Yvon Bibila Mayaya Bisseyou,^a ^* Ané Adjou,^b Yapi Marcellin Yapo,^a Guy Euloge Bany ^a and R. C. A. Kakou-Yao ^a

^aLaboratoire de Cristallographie et Physique Moléculaire, UFR SSMT, Université de Cocody, 22 BP 582 Abidjan 22, Côte d'Ivoire, and ^bLaboratoire de Chimie Organique, UFR SSMT, Université de Cocody, 22 BP 582 Abidjan 22, Côte d'Ivoire
^*Correspondence e-mail: bibilamayayabisseyou@yahoo.fr

(Received 25 November 2009; accepted 4 December 2009; online 9 December 2009)

In the structure of title compound, C₂₂H₂₀O₂N₂, the 11-membered benzodiazepine ring system adopts a distorted boat conformation. The benzene ring of this system forms dihedral angles of 89.69 (12) and 48.82 (12)° with those of the phenol and methoxyphenyl substituents, respectively. The dihedral angle between the benzene rings is 49.61 (11)°. An intramolecular O—H⋯N hydrogen bond generates an S(6) ring.

Related literature

For the biological activity of heterocyclic scaffolds containing nitrogen atoms, see: MacDonald (2002 ); Gringauz (1999 ); Albright et al. (1998 ); Rahbaek et al. (1999 ). For related structures, see: Ravichandran et al. (2009a ,b ,c ,d ). For puckering parameters, see: Cremer & Pople (1975 ). For hydrogen-bond motifs, see: Bernstein et al. (1995 ). For the weighting scheme, see: Prince (1982 ); Watkin (1994 ).

Experimental

Crystal data

C₂₂H₂₀N₂O₂
M_r = 344.41
Monoclinic, C 2/c
a = 27.5064 (5) Å
b = 7.3811 (2) Å
c = 19.5038 (4) Å
β = 117.699 (2)°
V = 3506.02 (15) Å³
Z = 8
Mo Kα radiation
μ = 0.08 mm⁻¹
T = 223 K
0.30 × 0.20 × 0.15 mm

Data collection

Nonius KappaCCD diffractometer
19187 measured reflections
2507 independent reflections
2836 reflections with I > 3σ(I)
R_int = 0.06

Refinement

R[F² > 2σ(F²)] = 0.055
wR(F²) = 0.065
S = 1.04
2507 reflections
235 parameters
H-atom parameters constrained
Δρ_max = 0.25 e Å⁻³
Δρ_min = −0.25 e Å⁻³

Table 1
Hydrogen-bond geometry (Å, °)

D—H⋯A	D—H	H⋯A	D⋯A	D—H⋯A
O1—H11⋯N1	0.87	1.74	2.523 (3)	148

Data collection: COLLECT (Nonius, 2001 ); cell refinement: DENZO/SCALEPACK (Otwinowski & Minor, 1997 ); data reduction: DENZO/SCALEPACK; program(s) used to solve structure: SIR92 (Altomare et al., 1994 ); program(s) used to refine structure: CRYSTALS (Betteridge et al., 2003 ); molecular graphics: ORTEP-3 (Farrugia, 1997 ); software used to prepare material for publication: CRYSTALS.

Supporting information

Crystal structure: contains datablocks global, I. DOI: 10.1107/S1600536809052258/bq2181sup1.cif

Structure factors: contains datablock I. DOI: 10.1107/S1600536809052258/bq2181Isup2.hkl

checkCIF report

Comment top

Heterocyclic scaffolds containing nitrogen atoms have received great attention in organic and medicinal chemistry because of their broad range of beneficial biological properties.

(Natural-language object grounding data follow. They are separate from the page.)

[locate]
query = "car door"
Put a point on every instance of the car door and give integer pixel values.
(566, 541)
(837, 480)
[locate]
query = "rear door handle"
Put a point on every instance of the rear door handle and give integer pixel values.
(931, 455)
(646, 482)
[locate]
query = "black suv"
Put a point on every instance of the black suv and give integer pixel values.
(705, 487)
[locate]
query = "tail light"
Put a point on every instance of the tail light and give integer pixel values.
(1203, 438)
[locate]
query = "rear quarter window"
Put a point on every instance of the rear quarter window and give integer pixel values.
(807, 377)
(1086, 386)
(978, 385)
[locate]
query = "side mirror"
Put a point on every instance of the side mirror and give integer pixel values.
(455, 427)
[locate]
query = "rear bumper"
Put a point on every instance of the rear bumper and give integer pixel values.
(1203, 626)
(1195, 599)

These heterocyclic compounds such as benzodiazepines exhibit bioactive profile including anticonvulsant (MacDonald, 2002), hypnotic (Gringauz, 1999) and vasopressin antagonists (Albright et al., 1998) activities. They are also used for treatment of gastrointestinal and central nervous system (CNS) disorder (Rahbaek et al., 1999). As part of continuing work on heterocyclic compounds biologically active, we have synthesized new benzodiazepine derivative in order to explore the effects of substituents on activity and scaffold conformation of this compound class. In this paper, we present molecular structure of the title compound. The molecular structure of title compound is shown in Fig. 1. The benzodiazepine ring system adopts a distorted boat conformation as shown in the recent studies related to benzodiazepine derivatives (Ravichandran et al., 2009a,b,c,d). The puckering parameters (Cremer & Pople, 1975) for this eleven-membered benzodiazepine ring system are: Q₂ = 1.087 (3) Å,Q₃ = 0.654 (3) Å,ϕ₂ = 320.74 (4)° and ϕ₃ = 26.7 (2)°. The benzene ring of this system forms dihedral angles of 89.69 (12)° and 48.82 (12)° with the phenyl rings of phenol and methoxy-phenyl fragments respectively which make them dihedral angle of 49.61 (11)°. Furthermore, there is in this structure the presence of O—H···N intra-molecular hydrogen bond, which generates an S (6) graph set motif (Bernstein et al., 1995).

Related literature top

For the biological activity of heterocyclic scaffolds containing nitrogen atoms, see: MacDonald (2002); Gringauz (1999); Albright et al. (1998); Rahbaek et al. (1999). For related structures, see: Ravichandran et al. (2009a,b,c,d). For puckering parameters, see: Cremer & Pople (1975). For hydrogen-bond motifs, see: Bernstein et al. (1995). For the weighting scheme, see: Prince (1982); Watkin (1994).

Experimental top

To a solution of 1-(2-hydroxyphenyl)-3-(p-tolyl) propenone (1.3 g, 5.4 mmol) and 1, 2-diaminobenzene in anhydrous ethanol (20 ml), was added triethylamine (6 ml, 32.4 mmol). The reaction mixture was stirred under shelter from the light for 24 h. The resulting mixture was cooled at room temperature then kept in the freezer all night long. The precipitate was then filtered and purified by chromatography silica gel. Elution solvent: hexane/ethyl acetate (90/10). We obtained yellow single crystals of title compound with a yield of 56% (m.p.: 413–415 K; Rf: 1/2, hexane/ethyl acetate: 80/20).

Computing details top

Data collection: COLLECT (Nonius, 2001); cell refinement: DENZO/SCALEPACK (Otwinowski & Minor, 1997); data reduction: DENZO/SCALEPACK (Otwinowski & Minor, 1997); program(s) used to solve structure: SIR92 (Altomare et al., 1994); program(s) used to refine structure: CRYSTALS (Betteridge et al., 2003); molecular graphics: ORTEP-3 (Farrugia, 1997); software used to prepare material for publication: CRYSTALS (Betteridge et al., 2003).

Figures top

Fig. 1. The molecular structure of the title compound and the atomic numbering scheme. Displacement ellipsoids are drawn at the 50% probability level. Dashed lines indicate hydrogen bonds.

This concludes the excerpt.